A variety of preoperative markers for GGNs prior to VATS have been reported, including hook wire[4, 13], coil[14, 15], methyl blue[16], 99mTc[17], hydrogel plugs[18], barium[8, 9], and fiducial marker[8, 19]. Because of its high feasibility and usability, hook wire is the most widely used marker in preoperative localization. Although the preoperative hook wire localization has a high success rate, the reported probability of hook wire localization failure is 7.5% owing to migration or dislodgement[4, 9]. At present, there are few articles on the analysis of localization failure[11]. Therefore, the purpose of this article was to clarify the factors of localization failure to provide clinical decision-making in advance.

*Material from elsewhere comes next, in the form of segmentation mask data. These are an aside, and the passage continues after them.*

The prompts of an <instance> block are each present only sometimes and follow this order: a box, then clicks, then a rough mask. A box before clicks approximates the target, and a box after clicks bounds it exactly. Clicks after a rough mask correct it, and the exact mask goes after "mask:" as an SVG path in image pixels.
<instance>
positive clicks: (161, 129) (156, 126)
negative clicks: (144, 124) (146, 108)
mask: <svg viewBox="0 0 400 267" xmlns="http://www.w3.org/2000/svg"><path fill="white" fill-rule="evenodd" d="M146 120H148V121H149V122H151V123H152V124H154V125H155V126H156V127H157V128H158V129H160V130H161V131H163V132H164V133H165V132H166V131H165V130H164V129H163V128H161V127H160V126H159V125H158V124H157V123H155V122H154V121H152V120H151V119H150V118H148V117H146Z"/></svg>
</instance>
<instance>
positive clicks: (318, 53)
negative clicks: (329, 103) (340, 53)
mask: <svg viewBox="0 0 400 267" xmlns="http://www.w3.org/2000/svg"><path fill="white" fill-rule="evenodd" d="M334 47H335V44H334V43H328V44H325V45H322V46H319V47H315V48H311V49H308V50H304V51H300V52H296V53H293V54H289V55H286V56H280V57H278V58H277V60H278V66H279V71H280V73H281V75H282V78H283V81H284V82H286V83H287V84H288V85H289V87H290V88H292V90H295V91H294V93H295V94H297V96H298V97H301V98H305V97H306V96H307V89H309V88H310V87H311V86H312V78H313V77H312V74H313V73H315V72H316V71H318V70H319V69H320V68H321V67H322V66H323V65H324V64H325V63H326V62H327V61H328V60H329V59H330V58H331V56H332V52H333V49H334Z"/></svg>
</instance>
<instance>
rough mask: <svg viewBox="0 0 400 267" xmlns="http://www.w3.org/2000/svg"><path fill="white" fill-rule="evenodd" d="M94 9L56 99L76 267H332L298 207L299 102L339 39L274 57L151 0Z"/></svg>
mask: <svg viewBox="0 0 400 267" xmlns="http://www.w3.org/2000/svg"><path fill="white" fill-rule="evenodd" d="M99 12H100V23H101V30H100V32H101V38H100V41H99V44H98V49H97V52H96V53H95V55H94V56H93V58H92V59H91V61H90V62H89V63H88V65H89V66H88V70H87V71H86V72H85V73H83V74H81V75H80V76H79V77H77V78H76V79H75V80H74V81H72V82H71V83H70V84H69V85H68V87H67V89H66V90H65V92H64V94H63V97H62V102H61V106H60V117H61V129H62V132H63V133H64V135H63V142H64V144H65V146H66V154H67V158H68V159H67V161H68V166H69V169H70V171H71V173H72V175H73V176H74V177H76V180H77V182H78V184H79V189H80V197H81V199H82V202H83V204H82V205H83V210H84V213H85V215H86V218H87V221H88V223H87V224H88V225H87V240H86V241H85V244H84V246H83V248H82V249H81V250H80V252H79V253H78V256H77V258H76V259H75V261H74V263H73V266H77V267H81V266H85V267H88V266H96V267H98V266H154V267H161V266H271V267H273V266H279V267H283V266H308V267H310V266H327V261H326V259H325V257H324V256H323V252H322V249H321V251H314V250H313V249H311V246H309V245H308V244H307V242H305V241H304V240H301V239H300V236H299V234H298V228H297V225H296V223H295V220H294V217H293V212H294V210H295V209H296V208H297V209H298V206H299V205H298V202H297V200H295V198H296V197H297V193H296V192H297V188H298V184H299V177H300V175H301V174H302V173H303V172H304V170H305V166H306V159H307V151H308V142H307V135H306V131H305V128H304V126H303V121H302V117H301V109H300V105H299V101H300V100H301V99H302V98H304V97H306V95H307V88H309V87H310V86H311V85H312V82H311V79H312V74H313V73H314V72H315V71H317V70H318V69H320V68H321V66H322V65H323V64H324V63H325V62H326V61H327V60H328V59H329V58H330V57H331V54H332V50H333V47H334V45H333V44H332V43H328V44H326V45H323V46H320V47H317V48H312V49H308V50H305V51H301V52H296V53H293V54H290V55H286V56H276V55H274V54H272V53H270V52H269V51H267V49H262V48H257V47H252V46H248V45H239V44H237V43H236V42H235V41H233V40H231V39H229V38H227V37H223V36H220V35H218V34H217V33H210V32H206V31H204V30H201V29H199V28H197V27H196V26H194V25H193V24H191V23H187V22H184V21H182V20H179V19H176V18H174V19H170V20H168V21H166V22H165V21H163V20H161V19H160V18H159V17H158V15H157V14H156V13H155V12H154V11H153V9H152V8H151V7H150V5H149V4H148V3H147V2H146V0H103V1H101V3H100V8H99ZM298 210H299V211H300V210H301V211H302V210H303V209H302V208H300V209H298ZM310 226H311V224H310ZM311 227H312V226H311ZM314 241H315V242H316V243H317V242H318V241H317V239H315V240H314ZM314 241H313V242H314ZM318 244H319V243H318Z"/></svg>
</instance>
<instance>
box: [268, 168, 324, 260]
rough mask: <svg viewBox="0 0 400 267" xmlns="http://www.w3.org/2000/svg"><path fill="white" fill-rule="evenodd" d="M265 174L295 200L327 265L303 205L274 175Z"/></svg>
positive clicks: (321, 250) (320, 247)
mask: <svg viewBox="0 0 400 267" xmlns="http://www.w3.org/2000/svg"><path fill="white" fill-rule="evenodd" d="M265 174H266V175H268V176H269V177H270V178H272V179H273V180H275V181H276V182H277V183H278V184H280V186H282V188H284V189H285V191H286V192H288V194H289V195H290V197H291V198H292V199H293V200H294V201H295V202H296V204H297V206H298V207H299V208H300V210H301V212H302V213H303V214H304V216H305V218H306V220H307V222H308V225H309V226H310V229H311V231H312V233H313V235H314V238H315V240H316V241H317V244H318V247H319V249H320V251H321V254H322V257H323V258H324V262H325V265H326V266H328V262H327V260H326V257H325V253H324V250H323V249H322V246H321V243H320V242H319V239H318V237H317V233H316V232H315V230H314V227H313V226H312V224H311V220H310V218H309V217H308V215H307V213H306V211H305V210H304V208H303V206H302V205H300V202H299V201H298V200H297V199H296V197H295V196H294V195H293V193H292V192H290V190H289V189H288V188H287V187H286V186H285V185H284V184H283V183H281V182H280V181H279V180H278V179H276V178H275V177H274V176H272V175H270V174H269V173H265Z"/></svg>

In this study, 21 out of 372 patients showed localization failure with an incidence rate of 5.65%, which is similar to that reported in the literature[9]. Among the failed cases, 13 developed pneumothorax during the positioning process. As the pneumothorax progresses, the tip of the guide wire protrudes out of the lung parenchyma, and the hook wire cannot be released to the target nodule. Among the 21 failed cases, 13 showed pneumothorax before the guide wire was released successfully during the localization process. As the pneumothorax progresses, the guide wire tip protrudes out of the pleural cavity and the hook wire cannot be released to the target nodule. Even if the positioning is reinitiated, it is difficult to fix the guide needle to the ideal position within the calculated distance given the pneumothorax, which causes the swing of the pleural cavity. Usually, when pneumothorax occurs, the depth of localization is longer than the predetermined distance given the retraction of the lung tissue. However, it is difficult for the doctor to insert the guide needle excessively beyond the predetermined distance during operation to avoid damage to large blood vessels and cause severe haemoptysis. The remaining eight failed cases of dislodgement were found with pneumothorax during CT reconfirmation (five cases) and VATS (three cases) after the initial successful localization.

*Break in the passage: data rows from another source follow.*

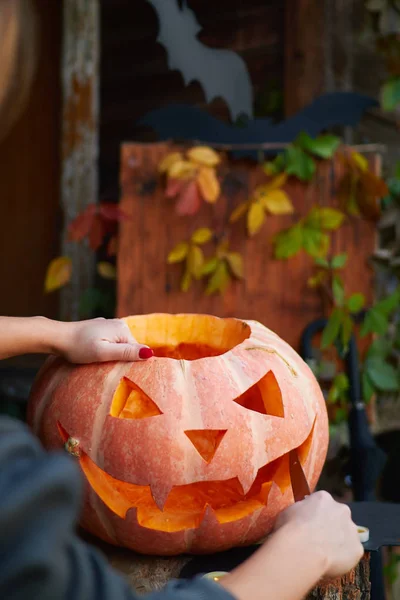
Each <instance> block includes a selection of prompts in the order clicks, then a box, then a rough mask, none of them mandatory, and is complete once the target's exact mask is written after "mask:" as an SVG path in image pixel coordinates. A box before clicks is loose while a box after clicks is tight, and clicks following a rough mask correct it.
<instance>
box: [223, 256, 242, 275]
mask: <svg viewBox="0 0 400 600" xmlns="http://www.w3.org/2000/svg"><path fill="white" fill-rule="evenodd" d="M226 260H227V262H228V265H229V268H230V270H231V273H232V275H234V276H235V277H236V278H237V279H243V258H242V257H241V255H240V254H239V252H229V253H228V254H227V255H226Z"/></svg>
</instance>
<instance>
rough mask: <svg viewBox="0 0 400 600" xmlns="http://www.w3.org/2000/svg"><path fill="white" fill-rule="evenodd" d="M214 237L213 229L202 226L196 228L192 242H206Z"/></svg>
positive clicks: (193, 242)
mask: <svg viewBox="0 0 400 600" xmlns="http://www.w3.org/2000/svg"><path fill="white" fill-rule="evenodd" d="M211 238H212V231H211V229H209V228H208V227H201V228H200V229H196V231H195V232H194V234H193V235H192V242H193V243H194V244H206V243H207V242H209V241H210V240H211Z"/></svg>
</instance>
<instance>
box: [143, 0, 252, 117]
mask: <svg viewBox="0 0 400 600" xmlns="http://www.w3.org/2000/svg"><path fill="white" fill-rule="evenodd" d="M147 1H148V2H149V3H150V4H151V5H152V6H153V8H154V10H155V11H156V13H157V15H158V20H159V32H158V38H157V41H158V42H159V43H160V44H162V45H163V46H164V48H165V49H166V51H167V58H168V66H169V68H170V69H176V70H178V71H180V73H181V74H182V77H183V80H184V82H185V84H186V85H189V83H190V82H192V81H198V83H199V84H200V85H201V86H202V88H203V90H204V94H205V96H206V99H207V102H211V101H212V100H213V99H214V98H217V97H221V98H223V99H224V100H225V102H226V104H227V106H228V108H229V111H230V114H231V117H232V120H233V121H235V120H236V118H237V117H239V116H240V115H246V116H247V117H252V116H253V88H252V84H251V80H250V76H249V72H248V70H247V66H246V63H245V62H244V60H243V59H242V58H241V57H240V56H239V55H238V54H237V53H236V52H233V51H231V50H219V49H214V48H209V47H208V46H206V45H204V44H203V43H202V42H200V41H199V40H198V39H197V34H198V33H199V32H200V31H201V29H202V28H201V26H200V24H199V23H198V21H197V19H196V15H195V14H194V12H193V11H192V10H191V9H190V8H189V7H188V6H187V3H186V0H184V1H183V2H181V4H178V0H147ZM180 6H182V8H180Z"/></svg>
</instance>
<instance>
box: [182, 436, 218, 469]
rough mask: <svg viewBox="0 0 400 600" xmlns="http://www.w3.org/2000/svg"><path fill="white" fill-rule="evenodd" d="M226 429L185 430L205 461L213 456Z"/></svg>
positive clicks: (190, 439) (211, 458)
mask: <svg viewBox="0 0 400 600" xmlns="http://www.w3.org/2000/svg"><path fill="white" fill-rule="evenodd" d="M226 432H227V429H189V430H188V431H185V433H186V435H187V436H188V438H189V440H190V441H191V442H192V444H193V446H194V447H195V448H196V450H197V452H198V453H199V454H200V456H201V458H202V459H203V460H205V461H206V462H207V463H209V462H211V461H212V459H213V458H214V455H215V453H216V451H217V450H218V446H219V445H220V443H221V442H222V438H223V437H224V435H225V433H226Z"/></svg>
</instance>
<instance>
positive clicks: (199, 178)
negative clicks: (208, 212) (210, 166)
mask: <svg viewBox="0 0 400 600" xmlns="http://www.w3.org/2000/svg"><path fill="white" fill-rule="evenodd" d="M197 183H198V186H199V188H200V192H201V195H202V196H203V198H204V200H205V201H206V202H209V203H210V204H214V203H215V202H216V201H217V200H218V197H219V195H220V193H221V186H220V184H219V181H218V179H217V175H216V173H215V170H214V169H213V168H212V167H202V168H201V169H200V170H199V172H198V174H197Z"/></svg>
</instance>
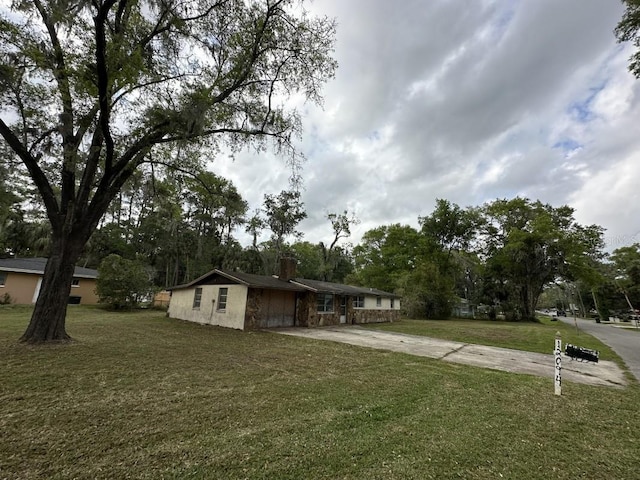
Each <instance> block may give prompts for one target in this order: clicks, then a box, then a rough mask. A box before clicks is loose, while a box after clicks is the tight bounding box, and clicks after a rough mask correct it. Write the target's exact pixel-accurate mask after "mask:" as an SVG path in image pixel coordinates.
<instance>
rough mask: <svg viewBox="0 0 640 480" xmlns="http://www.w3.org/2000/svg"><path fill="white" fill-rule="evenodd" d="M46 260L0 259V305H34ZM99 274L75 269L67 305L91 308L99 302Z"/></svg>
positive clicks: (43, 259) (35, 258)
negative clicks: (68, 302) (97, 294)
mask: <svg viewBox="0 0 640 480" xmlns="http://www.w3.org/2000/svg"><path fill="white" fill-rule="evenodd" d="M46 264H47V259H46V258H2V259H0V302H3V303H14V304H30V303H36V300H37V298H38V294H39V293H40V286H41V285H42V276H43V275H44V267H45V265H46ZM97 277H98V271H97V270H92V269H90V268H83V267H76V268H75V272H74V274H73V281H72V283H71V293H70V294H69V303H70V304H79V303H82V304H86V305H94V304H96V303H98V296H97V295H96V292H95V289H96V278H97Z"/></svg>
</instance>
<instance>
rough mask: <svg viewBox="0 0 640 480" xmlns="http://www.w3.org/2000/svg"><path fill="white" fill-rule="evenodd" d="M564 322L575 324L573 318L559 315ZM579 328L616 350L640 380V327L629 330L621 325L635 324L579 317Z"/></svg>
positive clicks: (560, 319)
mask: <svg viewBox="0 0 640 480" xmlns="http://www.w3.org/2000/svg"><path fill="white" fill-rule="evenodd" d="M559 319H560V320H561V321H563V322H564V323H568V324H570V325H573V324H574V323H573V321H574V320H573V318H570V317H559ZM577 322H578V328H579V329H580V330H582V331H584V332H586V333H588V334H590V335H593V336H594V337H596V338H597V339H598V340H600V341H601V342H602V343H605V344H607V345H609V346H610V347H611V348H612V349H613V351H614V352H616V353H617V354H618V355H619V356H620V358H622V360H624V363H625V364H626V365H627V367H629V370H630V371H631V373H632V374H633V376H634V377H636V379H637V380H638V381H639V382H640V329H637V330H636V329H635V328H634V329H633V330H627V329H625V328H619V327H620V325H625V326H627V327H631V326H634V323H635V322H632V323H596V322H595V320H583V319H581V318H578V319H577Z"/></svg>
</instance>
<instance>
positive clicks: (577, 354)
mask: <svg viewBox="0 0 640 480" xmlns="http://www.w3.org/2000/svg"><path fill="white" fill-rule="evenodd" d="M564 353H565V355H566V356H567V357H571V358H574V359H576V360H579V361H580V362H584V361H587V362H593V363H598V358H599V357H600V352H598V351H597V350H591V349H589V348H584V347H578V346H577V345H571V344H570V343H567V345H566V346H565V347H564Z"/></svg>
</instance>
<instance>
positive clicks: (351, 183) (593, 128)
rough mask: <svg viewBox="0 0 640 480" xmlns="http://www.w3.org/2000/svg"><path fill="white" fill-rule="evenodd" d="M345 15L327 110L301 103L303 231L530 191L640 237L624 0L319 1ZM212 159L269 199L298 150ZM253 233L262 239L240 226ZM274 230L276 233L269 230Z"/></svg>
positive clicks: (251, 195)
mask: <svg viewBox="0 0 640 480" xmlns="http://www.w3.org/2000/svg"><path fill="white" fill-rule="evenodd" d="M307 8H308V9H309V10H310V11H311V12H313V13H315V14H318V15H327V16H330V17H335V19H336V20H337V23H338V30H337V37H336V44H335V54H334V57H335V59H336V60H337V61H338V64H339V67H338V70H337V73H336V76H335V79H333V80H331V81H330V82H328V83H327V84H326V85H325V88H324V90H323V96H324V105H323V106H322V108H320V107H316V106H314V105H311V104H305V105H303V106H302V111H303V113H304V115H303V127H304V133H303V136H302V138H301V139H300V140H299V142H298V143H297V146H298V148H299V150H300V151H301V152H302V153H303V154H304V155H305V156H306V161H305V163H304V165H303V170H302V176H303V182H304V184H303V188H302V191H301V193H302V201H303V202H304V204H305V207H306V210H307V214H308V218H307V219H306V220H304V221H303V222H302V223H301V224H300V226H299V229H300V230H301V231H302V232H304V234H305V235H304V237H303V239H304V240H307V241H310V242H313V243H317V242H319V241H325V242H326V241H330V240H331V236H332V231H331V225H330V223H329V222H328V220H327V219H326V215H327V213H329V212H342V211H344V210H348V211H349V212H351V213H354V214H355V215H356V216H357V218H358V219H359V220H360V224H359V225H357V226H356V227H355V228H353V232H352V233H353V234H352V236H351V238H350V239H349V241H351V242H352V243H353V244H357V243H358V242H359V241H360V240H361V237H362V234H363V233H364V232H366V231H367V230H369V229H371V228H375V227H378V226H380V225H388V224H393V223H401V224H408V225H412V226H415V227H417V226H418V216H425V215H428V214H430V213H431V212H432V211H433V208H434V205H435V202H436V199H438V198H443V199H447V200H449V201H451V202H454V203H457V204H458V205H460V206H462V207H466V206H475V205H481V204H483V203H485V202H488V201H492V200H495V199H497V198H507V199H509V198H513V197H516V196H524V197H528V198H530V199H532V200H541V201H542V202H545V203H550V204H552V205H554V206H561V205H570V206H571V207H573V208H574V209H575V218H576V220H577V221H578V222H579V223H581V224H585V225H591V224H598V225H601V226H603V227H604V228H605V229H606V233H605V240H606V242H607V248H608V249H609V250H613V249H615V248H619V247H622V246H625V245H630V244H632V243H634V242H640V215H638V213H639V212H638V210H639V208H640V207H639V206H638V205H639V204H640V202H639V200H640V199H639V192H640V189H639V188H638V186H637V182H640V122H638V120H639V119H640V115H639V113H640V80H636V79H635V78H634V76H633V75H632V74H631V73H630V72H629V71H628V68H627V66H628V59H629V56H630V55H631V54H632V52H633V51H634V50H633V47H632V46H631V45H628V44H619V43H617V42H616V38H615V36H614V34H613V30H614V28H615V26H616V24H617V23H618V21H619V20H620V18H621V17H622V13H623V5H622V3H621V2H618V1H612V0H562V1H557V0H535V1H516V0H504V1H502V0H497V1H481V0H475V1H470V0H466V1H463V0H448V1H444V0H442V1H440V0H403V1H402V2H390V1H388V0H349V1H345V0H315V1H314V2H313V3H311V4H308V5H307ZM213 170H214V171H215V172H216V173H218V174H220V175H223V176H225V177H226V178H229V179H230V180H232V181H233V182H234V184H235V185H236V186H237V187H238V189H239V191H240V192H241V193H242V195H243V196H244V197H245V199H246V200H247V201H248V202H249V204H250V208H251V210H252V211H253V210H254V209H256V208H258V207H260V205H261V203H262V200H263V195H264V194H265V193H269V194H277V193H279V192H280V191H281V190H283V189H287V188H289V184H288V179H289V174H290V171H289V170H288V169H287V167H286V164H285V160H284V159H283V158H281V157H277V156H276V155H274V154H272V153H269V152H267V153H260V154H256V153H255V152H243V153H241V154H240V155H237V156H236V158H235V159H234V160H233V161H231V160H229V159H226V158H219V159H217V160H216V161H215V162H214V164H213ZM239 238H240V240H241V241H242V242H243V243H248V239H247V238H244V237H243V234H242V233H241V232H239ZM264 239H266V237H265V238H264Z"/></svg>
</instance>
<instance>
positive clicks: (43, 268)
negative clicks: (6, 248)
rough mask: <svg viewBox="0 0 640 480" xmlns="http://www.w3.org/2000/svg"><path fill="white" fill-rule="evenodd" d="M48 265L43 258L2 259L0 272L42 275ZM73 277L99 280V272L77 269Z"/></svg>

In our study, the incidence of pneumothorax formation is 39.52%, which is within the range of 12.8–68.1% reported in the literature[11]. In this study, 85.7% of localization failure cases were related to pneumothorax (P < 0.001 compared with the control group). The results of multiple regression analysis also confirmed that pneumothorax was the independent factor related to localization failure. Literature reports show that trans-fissure is an important influencing factor of localization failure[10, 11]. In our results, trans-fissure showed a significant difference in the univariate logistic analysis. It is an important influencing factor rather than an independent factor, which is different from the literature reports. Because the trans-fissure approach has to penetrate three layers of pleura, the incidence of pneumothorax with the trans-fissure approach is higher than that with the traditional approach. We speculate that the trans-fissure approach is due to the occurrence of pneumothorax and leads to localization failure; hence, the trans-fissure is a risk factor for pneumothorax, not a direct risk factor for localization failure.
According to the results of univariate logistic regression, other factors such as depth of the nodule, trans-emphysema, and localization of multiple nodules are also related to the failure of localization. The shallower the location depth, the greater the risk of dislodgment after the occurrence of pneumothorax, because the tip of the hook wire is easily pulled out of the pulmonary parenchyma under the swing of the chest cavity. Previous studies have shown that the shallower depth threshold for hook wire placement is 1.8 cm[10], so as to possibly avoid pneumothorax. In our research, the localization depth of the failure group was shallower than that of the success group (15.52 ± 6.85 vs. 21.34 ± 9.17, p < 0.001). Although published studies have reported that it is safe and feasible to locate multiple nodules at the same time[20], our study found that the rate of failure was higher than that of the single nodule group (47.6% vs. 25.9%, p = 0.030). Simultaneous localization of multiple nodules is related to localization failure, which may increase the risk of localization failure. Emphysema, especially trans-emphysema or pulmonary bullae in the puncture path, is the influencing factor of localization failure according to the results of our univariate logistic regression analysis. Therefore, the pre-localization plan should attempt to avoid emphysema in the lung parenchyma.
Other reported factors of localization are the location of the nodule in the lower lobe[21], surgical history[21], vital capacity[11, 22], physician experience[11], and location time[10, 23]. These factors are mainly related to the formation of pneumothorax and whether they are related to localization failure still requires further investigation. The results of multiple regression analysis in this study indicate that only pneumothorax is an independent risk factor. This could be because the tail of the hook wire is fixed on the chest wall and the hook tip that is placed on the target nodule can move relative to each other with the formation and progression of pneumothorax. The formation of pneumothorax can drag the hook wire that has been fixed to the target nodule. The hook wire tip may be displaced or pulled off into the chest cavity, resulting in failure of localization.
The limitation of this article is that the sample size of the failure group is quite small, which maybe affect the results of statistical analysis, and there is no comparison and inclusion of other commonly used metal markers to analyse the causes of failure, such as Coil.
In conclusion, although the preoperative localization success rate of GGNs under CT guidance is high, localization failure still exists. Pneumothorax is an independent risk factor for failure in the localization process.